API gateway — the single front door for external clients
Responsibilities concentrated at the edge, so individual services don't each re-implement them:
- Routing requests to the right backend service by path/host/header.
- Authentication & authorization — validate the token once at the edge.
- TLS termination for inbound external traffic.
- Rate limiting & throttling per client/key (see the rate-limiting topic).
- Request aggregation / BFF — fan out to several services and compose one response for a client (notably mobile).
- Cross-cutting concerns — request logging, CORS, response caching, API versioning.
Examples: Kong, NGINX, Spring Cloud Gateway, AWS API Gateway. There is one logical gateway in front of the system (horizontally scaled).
Service mesh — governing internal service-to-service traffic
A mesh pushes networking concerns out of application code into a sidecar proxy (e.g., Envoy) deployed next to every service instance.

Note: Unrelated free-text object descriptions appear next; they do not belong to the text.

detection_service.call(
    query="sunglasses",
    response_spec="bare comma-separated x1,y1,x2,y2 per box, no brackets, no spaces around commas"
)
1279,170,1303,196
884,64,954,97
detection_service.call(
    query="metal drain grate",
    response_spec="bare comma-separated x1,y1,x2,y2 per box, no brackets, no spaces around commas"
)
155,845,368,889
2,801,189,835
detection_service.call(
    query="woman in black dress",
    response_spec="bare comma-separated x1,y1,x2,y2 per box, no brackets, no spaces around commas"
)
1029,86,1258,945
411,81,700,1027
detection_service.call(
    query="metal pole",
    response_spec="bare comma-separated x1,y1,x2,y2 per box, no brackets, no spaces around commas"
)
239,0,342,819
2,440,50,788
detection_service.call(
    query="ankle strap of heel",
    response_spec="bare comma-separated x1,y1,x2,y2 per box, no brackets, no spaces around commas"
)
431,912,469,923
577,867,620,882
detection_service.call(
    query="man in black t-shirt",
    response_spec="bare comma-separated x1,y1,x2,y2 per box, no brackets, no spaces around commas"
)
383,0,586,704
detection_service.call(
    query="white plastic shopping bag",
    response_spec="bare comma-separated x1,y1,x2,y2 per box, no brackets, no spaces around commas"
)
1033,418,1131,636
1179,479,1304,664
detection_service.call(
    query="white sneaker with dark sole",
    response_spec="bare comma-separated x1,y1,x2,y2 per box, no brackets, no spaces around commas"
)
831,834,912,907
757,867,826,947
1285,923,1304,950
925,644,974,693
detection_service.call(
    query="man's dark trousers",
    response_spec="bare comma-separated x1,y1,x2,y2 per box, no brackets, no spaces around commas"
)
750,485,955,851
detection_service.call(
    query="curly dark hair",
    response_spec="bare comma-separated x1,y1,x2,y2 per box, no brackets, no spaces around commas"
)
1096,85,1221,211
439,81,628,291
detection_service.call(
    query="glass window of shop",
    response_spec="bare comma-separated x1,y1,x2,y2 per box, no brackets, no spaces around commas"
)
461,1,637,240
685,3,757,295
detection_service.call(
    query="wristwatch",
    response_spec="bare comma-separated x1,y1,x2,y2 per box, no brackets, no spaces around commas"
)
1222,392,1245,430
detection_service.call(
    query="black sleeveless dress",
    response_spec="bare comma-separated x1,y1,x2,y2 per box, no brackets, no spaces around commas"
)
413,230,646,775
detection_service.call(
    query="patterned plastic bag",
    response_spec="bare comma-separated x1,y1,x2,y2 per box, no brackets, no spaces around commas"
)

The app just makes a normal call; the sidecar transparently handles:
- mTLS — automatic mutual TLS and identity between services (zero-trust internal network).
- Resilience — retries, timeouts, circuit breaking, outlier ejection.
- Traffic shaping — canary/blue-green, weighted routing, fault injection for testing.
- Observability — uniform metrics and trace context for every internal hop, with no app changes.
Examples: Istio (Envoy-based, feature-rich, heavier) and Linkerd (lighter, simpler, purpose-built for Kubernetes). The key idea: it solves the same resilience problems for every service without each one importing a library — language-agnostic, operator-controlled.
Service discovery — finding instances that keep moving
In an autoscaling, ephemeral world, instance IPs constantly change. Discovery answers "where is service B right now?"
- Client-side discovery — the client queries a registry (e.g., Netflix Eureka), gets the list of healthy instances, and load-balances itself (Ribbon-style). The client owns balancing logic; the registry must be highly available.
- Server-side discovery — the client calls a stable virtual address; a load balancer / platform DNS resolves it to a live instance. In Kubernetes, a Service's DNS name plus kube-proxy is server-side discovery — which is why teams on Kubernetes rarely run Eureka anymore.
| Aspect | Client-side (Eureka) | Server-side (k8s DNS / LB) |
|---|---|---|
| Who load-balances | The client | The platform LB / proxy |
| Client complexity | Higher — registry-aware client | Lower — just call a DNS name |
| Coupling | Client tied to the registry | Client knows only a stable name |
| Typical home | Spring Cloud / Netflix stack | Kubernetes-native systems |